Processing of satellite observations (satellites / std)

Description

The present plugin manages satellite observations. This includes:

  • applying averaging kernel formulae

  • unfolding satellite levels to individual observations to extract proper levels from models

  • vertically interpolating simulated values to averaging kernels’ pressure levels

  • optionally, for domains not extending to the top of the atmosphere, fetching stratospheric concentrations from another dataset

The satellites transform is triggered according to keywords in the yml file. In the datavect paragraph, one should format a satellites paragraph as follows:

#####################
# pyCIF config file #
#####################

# Define here all parameters for pyCIF following YAML syntax
# For details on YAML syntax, please see:
# http://docs.ansible.com/ansible/latest/YAMLSyntax.html

###############################################################################
# pyCIF parameters

###############################################################################

datavect:
  components:
    satellites:
      parameters:
        NO2:
          chosenlev: 0
          correct_pthick: false
          cropstrato: true
          dir: /tmp/PYCIF_DATA_TEST/CHIMERE/ACADOK
          extend_surf: false
          file: 'monitor_OMIQA4ECV_NO2_ACADOK.%Y%m%d.9H.nc'
          fill_strato: true
          formula: 2
          molmass: 10
          nchunks: 2
          pressure: Pa
    stratosphere:
      parameters:
        NO2:
          plugin:
            name: ECMWF
            type: fields
            version: grib2
          dir: '/tmp/PYCIF_DATA_TEST//RAW//ECMWF/europe160/%Y/%m/'
          file: 'macc.160europe.%Y%m%d0000%H.grb2'
          regrid:
            method: bilinear
          unit_conversion:
            scale: 1810375000.0
          varname: co2

The stratosphere paragraph is optional and is required only with the option fill_strato.

Note

The detailed expected satellite observation file format is explained here.

Yaml arguments

The following arguments are used to configure the plugin. pyCIF will return an exception at the initialization if mandatory arguments are not specified, or if any argument does not fit accepted values or type:

Mandatory arguments

formula: (mandatory)

Number of the formula to use to apply the averaging kernels. Here is the detail of each variable:

  • \(nlevsat\) the number of levels of the satellite,

  • \(y\) the equivalent of the satellite data,

  • \(y^s\) the simulated concentrations interpolated on these levels,

  • \(\Delta P_i\) the pressure thicknesses of these levels [remark: if the thicknesses are not provided directly, this implies that the pressures for the sides of the levels are provided, including the surface pressure for the bottom of the lowest level],

  • \(y^0_i\) the prior concentrations on these levels (prior profile),

  • \(ak_i\) the averaging kernels and if relevant,

  • \(chosenlev\) the number of the level of the chosen partial column.

Available formulae are:

accepted values:

  • 1: Formula 1: \(y= \frac{\sum_{i=1}^{nlevsat}y^s_i \Delta P_i ak_i}{\sum_{i=1}^{nlevsat}\Delta P_i ak_i}\)
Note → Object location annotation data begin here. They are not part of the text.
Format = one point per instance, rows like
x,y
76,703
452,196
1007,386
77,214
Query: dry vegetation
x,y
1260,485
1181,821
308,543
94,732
  • 2: Formula 2: \(y= \sum_{i=1}^{nlevsat}y^s_i ak_i\)

  • 3: Formula 3: \(y= 10^{\left(\log y^0_{chosenlev}+\sum_{i=1}^{nlevsat}(\log y^s_i-\log y^0_i)ak_i\right)}\)

  • 4: Formula 4: \(y= \sum_{i=1}^{nlevsat}y^s_i ak_i 10^3\)

  • 5: Formula 5: \(y= \frac{y^0+\sum_{i=1}^{nlevsat}ak_i(y_{dry,i}^s.dryair_i-y^0_i)}{dryair_{tot}}\)

  • 8: Formula 8: \(y= \sum_{i=1}^{nlevsat} \left( ak_i(y_i^s - y^0_i) \right) + y^0_{chosenlev}\)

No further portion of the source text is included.